The location of the symposium was a poignant one for me.  As a student at the New York Botanical Garden in the 1970’s, I loved the melting pot of the Garden’s 100-acre forest.   In it mingled all sorts of strange, exotic plants, squirrels lived side by side with a wild parrot, and one member of the NYBG arboretum crew had, for a while, homesteaded there, growing vegetables on an island in the Bronx River.  It was a dream-like, Henri Rousseau-esque landscape.  Any hard rain turned up glass marbles, relics of a slingshot-armed street gang of the 1960’s, the “Ducky Boys,”  who were, arguably, as native to that setting as the Indians who had carved a turtle petroglyph on a boulder there.

Nearly all of this has been swept away as the Botanical Garden administration has attempted to return the forest to its native state.  Yet natural recruitment of native plants has proven problematical in this island of vegetation surrounded by miles of asphalt, and native plants struggle to compete in a soil that has been so enriched with nitrates from auto exhaust and air pollution.  Todd

Forrest, NYBG vice president for horticulture, admitted that it can be a challenge to find and insert any native species that will reproduce naturally in many ecological niches within this “novel” setting.

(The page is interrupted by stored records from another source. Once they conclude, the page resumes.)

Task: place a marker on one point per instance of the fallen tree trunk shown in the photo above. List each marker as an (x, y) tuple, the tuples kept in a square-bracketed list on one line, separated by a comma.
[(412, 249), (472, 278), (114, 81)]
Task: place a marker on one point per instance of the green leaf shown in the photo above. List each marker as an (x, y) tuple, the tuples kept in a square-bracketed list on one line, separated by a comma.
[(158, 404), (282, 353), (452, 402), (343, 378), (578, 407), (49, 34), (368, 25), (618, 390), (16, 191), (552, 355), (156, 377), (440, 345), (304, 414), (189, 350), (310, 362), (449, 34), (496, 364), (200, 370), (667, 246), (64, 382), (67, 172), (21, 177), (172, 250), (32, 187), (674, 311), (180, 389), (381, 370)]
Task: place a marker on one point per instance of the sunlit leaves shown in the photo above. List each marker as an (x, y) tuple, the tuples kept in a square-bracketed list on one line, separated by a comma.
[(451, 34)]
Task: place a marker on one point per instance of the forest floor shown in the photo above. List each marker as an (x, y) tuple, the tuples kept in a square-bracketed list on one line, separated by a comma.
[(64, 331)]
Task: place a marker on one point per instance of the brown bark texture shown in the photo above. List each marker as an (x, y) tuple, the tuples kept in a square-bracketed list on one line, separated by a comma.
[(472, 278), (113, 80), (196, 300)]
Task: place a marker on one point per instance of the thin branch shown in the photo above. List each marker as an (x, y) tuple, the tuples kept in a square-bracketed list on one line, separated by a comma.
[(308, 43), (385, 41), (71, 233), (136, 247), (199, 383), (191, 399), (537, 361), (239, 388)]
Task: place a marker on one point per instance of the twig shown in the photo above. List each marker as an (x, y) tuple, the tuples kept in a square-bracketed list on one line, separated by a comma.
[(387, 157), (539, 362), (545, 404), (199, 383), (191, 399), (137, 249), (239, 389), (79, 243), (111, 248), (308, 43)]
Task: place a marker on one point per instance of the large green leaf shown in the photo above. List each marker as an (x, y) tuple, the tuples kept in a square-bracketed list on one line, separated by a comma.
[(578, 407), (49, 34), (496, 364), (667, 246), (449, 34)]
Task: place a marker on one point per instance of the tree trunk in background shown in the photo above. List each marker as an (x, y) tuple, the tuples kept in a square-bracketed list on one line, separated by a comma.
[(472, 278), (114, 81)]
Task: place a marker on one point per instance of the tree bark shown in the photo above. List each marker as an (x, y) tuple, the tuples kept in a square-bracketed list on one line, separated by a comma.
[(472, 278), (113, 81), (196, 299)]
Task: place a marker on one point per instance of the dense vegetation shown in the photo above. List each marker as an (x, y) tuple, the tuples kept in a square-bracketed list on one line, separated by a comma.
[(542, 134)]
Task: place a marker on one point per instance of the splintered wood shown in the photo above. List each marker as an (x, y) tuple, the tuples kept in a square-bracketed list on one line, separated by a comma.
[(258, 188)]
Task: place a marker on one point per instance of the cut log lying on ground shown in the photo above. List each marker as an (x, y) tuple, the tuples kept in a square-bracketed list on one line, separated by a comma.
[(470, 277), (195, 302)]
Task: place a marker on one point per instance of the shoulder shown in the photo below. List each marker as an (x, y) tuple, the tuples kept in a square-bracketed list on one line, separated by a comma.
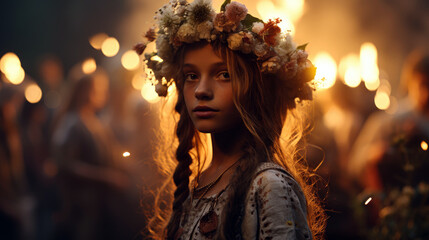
[(272, 182), (276, 206)]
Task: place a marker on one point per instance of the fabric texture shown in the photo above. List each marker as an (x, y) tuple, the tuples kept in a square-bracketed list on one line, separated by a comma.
[(275, 208)]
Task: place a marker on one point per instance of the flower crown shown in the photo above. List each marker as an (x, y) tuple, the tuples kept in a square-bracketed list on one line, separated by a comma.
[(180, 22)]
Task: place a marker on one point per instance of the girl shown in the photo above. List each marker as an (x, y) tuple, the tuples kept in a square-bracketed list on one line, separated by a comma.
[(238, 79)]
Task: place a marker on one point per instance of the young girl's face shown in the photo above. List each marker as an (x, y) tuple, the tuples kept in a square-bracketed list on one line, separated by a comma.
[(208, 92)]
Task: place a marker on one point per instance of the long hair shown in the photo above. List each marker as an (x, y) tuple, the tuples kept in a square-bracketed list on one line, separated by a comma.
[(264, 110)]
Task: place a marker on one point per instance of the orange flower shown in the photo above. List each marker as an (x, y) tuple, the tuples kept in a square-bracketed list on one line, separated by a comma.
[(270, 32)]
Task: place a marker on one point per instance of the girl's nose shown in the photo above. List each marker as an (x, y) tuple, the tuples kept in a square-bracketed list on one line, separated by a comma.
[(204, 90)]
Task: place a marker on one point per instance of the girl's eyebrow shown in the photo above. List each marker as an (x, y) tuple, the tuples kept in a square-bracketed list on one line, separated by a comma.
[(213, 66)]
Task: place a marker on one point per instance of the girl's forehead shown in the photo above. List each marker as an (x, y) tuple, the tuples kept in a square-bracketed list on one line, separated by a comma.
[(202, 56)]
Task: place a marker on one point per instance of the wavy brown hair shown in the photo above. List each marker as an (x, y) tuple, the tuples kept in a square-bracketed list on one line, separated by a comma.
[(275, 134)]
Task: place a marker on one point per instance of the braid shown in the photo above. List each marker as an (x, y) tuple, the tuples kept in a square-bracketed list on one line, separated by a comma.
[(233, 213), (185, 133)]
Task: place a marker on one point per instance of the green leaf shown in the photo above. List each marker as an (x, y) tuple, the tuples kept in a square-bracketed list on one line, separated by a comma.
[(249, 20), (302, 47), (222, 8)]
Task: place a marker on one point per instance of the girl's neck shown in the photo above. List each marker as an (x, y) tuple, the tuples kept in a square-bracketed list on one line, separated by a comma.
[(227, 146)]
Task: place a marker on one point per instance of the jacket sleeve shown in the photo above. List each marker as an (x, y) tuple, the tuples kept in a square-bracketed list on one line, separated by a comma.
[(275, 208)]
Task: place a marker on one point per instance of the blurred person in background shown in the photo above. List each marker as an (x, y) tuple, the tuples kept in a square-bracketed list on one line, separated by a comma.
[(375, 159), (89, 175), (390, 161), (39, 170), (15, 201)]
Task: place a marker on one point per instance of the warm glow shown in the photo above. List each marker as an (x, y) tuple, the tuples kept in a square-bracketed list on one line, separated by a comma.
[(368, 200), (393, 108), (424, 145), (267, 10), (382, 100), (148, 92), (16, 76), (110, 47), (130, 60), (372, 86), (326, 72), (33, 93), (97, 40), (156, 58), (9, 63), (349, 70), (293, 9), (138, 81), (368, 62), (89, 66), (352, 76), (334, 117)]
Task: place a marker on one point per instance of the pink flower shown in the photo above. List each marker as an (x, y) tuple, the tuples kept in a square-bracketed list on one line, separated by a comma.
[(235, 11)]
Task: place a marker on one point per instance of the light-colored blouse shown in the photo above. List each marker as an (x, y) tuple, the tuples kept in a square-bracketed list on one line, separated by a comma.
[(275, 208)]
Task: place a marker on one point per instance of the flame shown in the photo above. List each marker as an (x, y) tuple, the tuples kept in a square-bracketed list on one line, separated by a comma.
[(326, 72), (33, 93), (89, 66), (130, 60), (148, 92), (368, 61), (97, 40), (424, 145), (382, 100), (110, 47)]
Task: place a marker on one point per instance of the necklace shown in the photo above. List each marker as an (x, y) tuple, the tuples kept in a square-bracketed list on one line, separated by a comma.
[(207, 187)]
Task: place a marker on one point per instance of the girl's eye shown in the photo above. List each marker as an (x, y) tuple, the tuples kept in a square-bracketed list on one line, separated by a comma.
[(223, 76), (191, 77)]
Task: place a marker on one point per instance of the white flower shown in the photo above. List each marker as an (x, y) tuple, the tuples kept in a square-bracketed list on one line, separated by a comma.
[(200, 11), (271, 65), (167, 19), (234, 41), (235, 11), (165, 51), (204, 30), (257, 27), (187, 33), (285, 47), (260, 49)]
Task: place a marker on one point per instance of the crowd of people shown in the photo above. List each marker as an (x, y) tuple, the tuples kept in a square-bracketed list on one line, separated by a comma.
[(63, 174)]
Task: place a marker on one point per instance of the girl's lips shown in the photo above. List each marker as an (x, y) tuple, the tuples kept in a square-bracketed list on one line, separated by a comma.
[(204, 112)]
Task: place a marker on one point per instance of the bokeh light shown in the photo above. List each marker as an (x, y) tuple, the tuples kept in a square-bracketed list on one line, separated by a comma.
[(10, 65), (138, 81), (89, 66), (368, 62), (33, 93), (148, 92), (110, 47), (97, 40), (424, 145), (326, 72), (130, 60), (382, 100), (372, 86)]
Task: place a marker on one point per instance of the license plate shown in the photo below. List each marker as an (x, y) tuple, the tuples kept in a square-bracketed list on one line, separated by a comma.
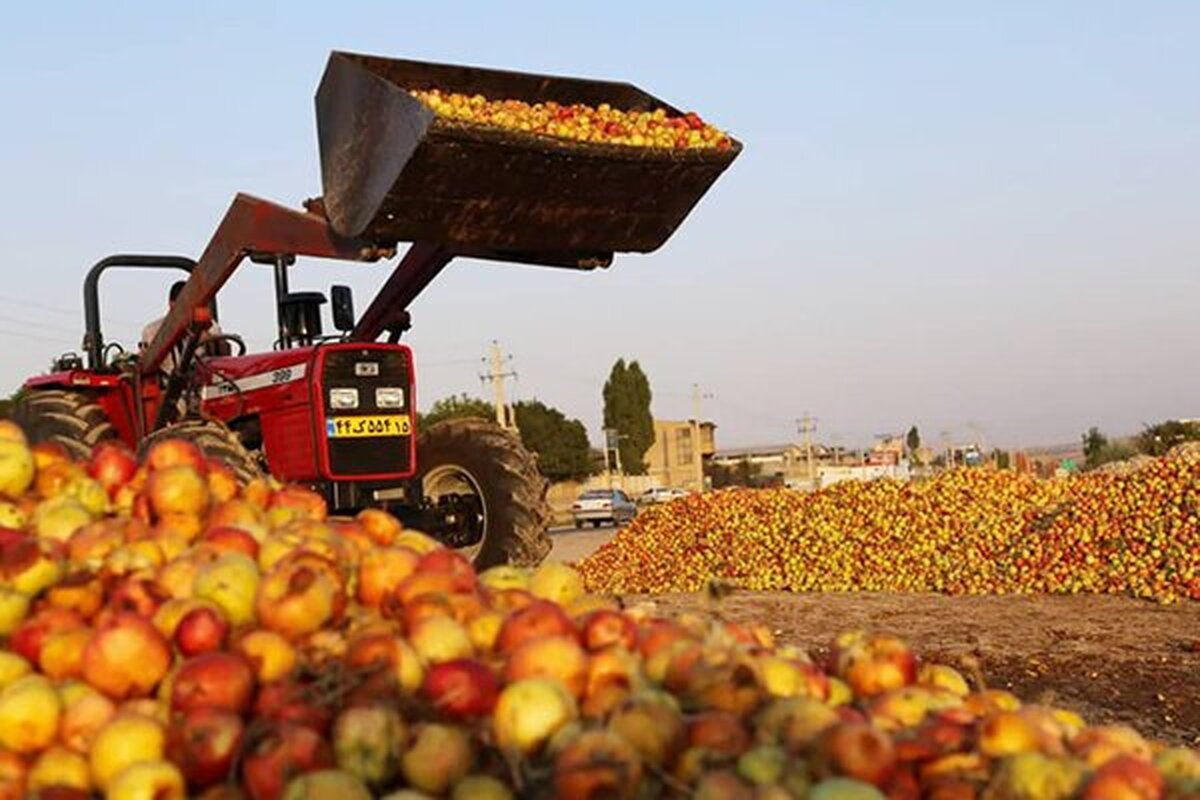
[(348, 427)]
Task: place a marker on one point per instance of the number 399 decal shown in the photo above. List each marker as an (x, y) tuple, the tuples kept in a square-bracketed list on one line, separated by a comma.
[(223, 388)]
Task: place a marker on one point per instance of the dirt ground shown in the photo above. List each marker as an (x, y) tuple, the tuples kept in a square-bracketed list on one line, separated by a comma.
[(1110, 659)]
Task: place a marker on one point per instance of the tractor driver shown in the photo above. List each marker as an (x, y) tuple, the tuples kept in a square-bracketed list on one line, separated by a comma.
[(151, 329)]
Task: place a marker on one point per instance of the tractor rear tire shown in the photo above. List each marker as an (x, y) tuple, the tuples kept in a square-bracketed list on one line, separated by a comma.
[(70, 419), (215, 440), (511, 489)]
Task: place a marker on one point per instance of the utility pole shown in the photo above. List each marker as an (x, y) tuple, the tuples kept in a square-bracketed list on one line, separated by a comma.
[(697, 458), (612, 445), (497, 374), (807, 425)]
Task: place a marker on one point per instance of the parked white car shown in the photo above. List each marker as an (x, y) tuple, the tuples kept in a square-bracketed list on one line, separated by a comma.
[(599, 506), (660, 494)]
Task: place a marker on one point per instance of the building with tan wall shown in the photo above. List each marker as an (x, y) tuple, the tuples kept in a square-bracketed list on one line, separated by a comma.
[(672, 459)]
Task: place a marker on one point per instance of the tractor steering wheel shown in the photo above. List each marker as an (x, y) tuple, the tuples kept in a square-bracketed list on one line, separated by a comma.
[(232, 341)]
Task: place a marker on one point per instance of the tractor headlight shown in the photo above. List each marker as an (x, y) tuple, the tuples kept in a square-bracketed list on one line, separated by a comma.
[(389, 397), (343, 398)]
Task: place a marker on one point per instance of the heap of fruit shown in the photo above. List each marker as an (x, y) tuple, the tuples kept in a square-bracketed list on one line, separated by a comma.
[(577, 121), (172, 633), (965, 531)]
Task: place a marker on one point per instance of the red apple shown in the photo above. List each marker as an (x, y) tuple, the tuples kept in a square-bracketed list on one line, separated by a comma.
[(201, 630), (126, 657), (857, 751), (297, 503), (204, 743), (29, 637), (292, 702), (79, 591), (228, 539), (1125, 777), (432, 583), (462, 687), (222, 680), (538, 619), (719, 732), (285, 751), (179, 489), (222, 481), (175, 452), (550, 656), (112, 464), (135, 596), (447, 560), (605, 627), (379, 525), (382, 570), (295, 600), (598, 764)]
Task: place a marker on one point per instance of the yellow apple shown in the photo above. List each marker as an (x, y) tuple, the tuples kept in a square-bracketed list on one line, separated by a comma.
[(16, 468), (151, 780), (59, 517), (12, 667), (29, 714), (529, 711), (557, 582), (59, 767), (11, 516), (13, 609), (231, 582), (126, 740)]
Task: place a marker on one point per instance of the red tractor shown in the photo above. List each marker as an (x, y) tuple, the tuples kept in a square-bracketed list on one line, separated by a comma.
[(336, 411)]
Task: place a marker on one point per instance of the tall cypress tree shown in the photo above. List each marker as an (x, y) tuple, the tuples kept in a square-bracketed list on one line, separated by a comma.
[(627, 408)]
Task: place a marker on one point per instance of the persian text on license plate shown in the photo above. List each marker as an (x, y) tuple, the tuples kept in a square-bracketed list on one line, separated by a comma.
[(343, 427)]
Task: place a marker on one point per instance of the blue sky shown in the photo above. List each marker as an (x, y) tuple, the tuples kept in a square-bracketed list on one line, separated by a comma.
[(972, 216)]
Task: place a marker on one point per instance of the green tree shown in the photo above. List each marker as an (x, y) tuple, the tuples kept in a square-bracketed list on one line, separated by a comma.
[(6, 403), (1093, 445), (1099, 451), (744, 473), (561, 443), (456, 407), (627, 408), (1158, 439), (913, 439)]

I understand the need for such attempts to restore ecosystems within the city; the NYBG forest has become an important center for studying techniques and challenges.  But I miss the unique vitality of the forest I knew; it epitomized the living New York in a way that the current museum display cannot.   I suspect that coming to terms with, and learning to respect, the novel ecosystems growing up around us is, as the symposium speakers insisted, going to be a key to connecting with our 21st century wild, and learning to respect and treasure Nature in all its incarnations.

Posted by

Thomas Christopher
on December 19, 2014 at 8:30 am, in the category Gardening on the Planet.

2 Comments

  1. I suspect that the area which will be fundamental to any change which has a hope of sustaining the health of our planet and biodiversity is acknowledging that we humans cannot keep expanding our population forever. There are no ways of doing agriculture that can be expanded indefinitely, and people have to eat. I certainly agree with you otherwise, and the gist of this article, but whether we think the planet can hold ten billion, or one, or only one hundred million, there is a limit.